PLAT DU JOUR - THE INTERNATIONAL LANGUAGE OF FOOD

Matthew Herbert's latest CD Plat du Jour is a musical take on the politics of pleasure.

Confused? Well, this a wacky, witty project which features 3,255 people biting into apples (as in the Batman TV show, they may have said "Crrrruunchhh"); Herbert driving a Chieftain tank over a re-creation of a meal Nigella Lawson cooked for Bush and Blair; a track which features the sound of a London sewer (I wonder how many hours it took down a manhole with an microphone to capture the right resonance); a collaboration with the chef of the moment Heston Blumenthal, whose signature dishes at the Fat Duck in Bray include snail ice cream; and believe it or not one track has 80,000 cheeping chicks!

The album was premiered in Paris and Istanbul, with the goal both in his live show and CD, that the music should both inform and entertain.

Herbert is a musician/producer who works in the field of electronic music, and seems to have no boundaries. Making music from bottles and jars (no drum machines allowed) composed music for fashion shows.

He has released more than ten albums of self-written, produced and performed music recorded under aliases such as Doctor Rockit, Wishmount Vertigo and Transformer. He's also contributed to albums by Bjork and remixed REM, Serge Gainsbourg and Yoko Ono.

In a world where there is so much bland and unoriginal music, it is marvellous to have this musical maverick. I'll have a second helping please.

www.platdujour.co.uk (Gives details of research, plus many other surprising facts. A must to look up).

Plat du Jour is out on Accidental Records

www.magicandaccident.com

CITIZEN REPORTERS

The catastrophic bombs last month in London, seemed to be a turning point to how national disasters are covered by the media. We have witnessed the emergence of the amateur journalist, and the term "Citizen Reporter".

New media tools – G3 phones, email and weblogs - meant instant, potent, extraordinary images of the shocking scenes were recorded in grainy out-of-synch video-phone clips and still-pictures. Observant, media-savvy members of the public caught up in the terror whose first instinct was to capture these momentous images and send them around the globe, are the new Citizen Reporters who passed their material on to broadcasters around the globe (and the Metropolitan Police).
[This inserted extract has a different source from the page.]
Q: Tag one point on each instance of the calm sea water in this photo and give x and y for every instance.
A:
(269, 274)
The first-hand coverage and information was shown on television even before the professional TV News crews had arrived on the scene to record the aftermath. This gave the digital rolling 24-hour news channels - BBC, ITN and Sky News - pictures within the first hour (some of which must have been to appalling to put on TV).

The pressure on BBC editors in particular in these post-Hutton times, is to get the breaking news out quickly and spot-on to a colossal audience, presenting all sorts of dilemmas while having to make snap decisions on the veracity of subsequent reports, sifting hearsay and unconfirmed information.
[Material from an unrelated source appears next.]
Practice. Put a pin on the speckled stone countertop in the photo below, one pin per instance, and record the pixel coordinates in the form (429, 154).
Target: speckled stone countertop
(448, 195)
Specifically for the BBC, whose viewers normally tune in in times of major news stories (in fact the audience for the early evening News on BBC1 on 7/7 was nearly 7 million, double it's average). And this was the first major news story since the editorial guideline mantra "accuracy is more important than speed" was rolled out. And the ordinary London Citizen Reporter had a direct effect on its output!

The Citizen Reporter has brought about a transformation in this newsgathering media relationship. We saw this on Boxing Day with the tsunami, seeing wobbly images of the event taken by holidaymakers wishing to record the big wave for their friends back home on their video cameras, unaware of the extreme danger they were in.

But the 7/7 bomb strikes came completely out of the blue, no warning, the shocked passengers would have had consciously or instinctively, in those extreme conditions, searched pockets or ransacked bags in a panic for their 3G mobiles.

I feel this displays an exact awareness of the 24/7 news societies that we live in; a swap of speedy DIY information and the Citizen Reporter has formed a fully-fledged partnership with the media.

I look forward to future bulletins on happier events.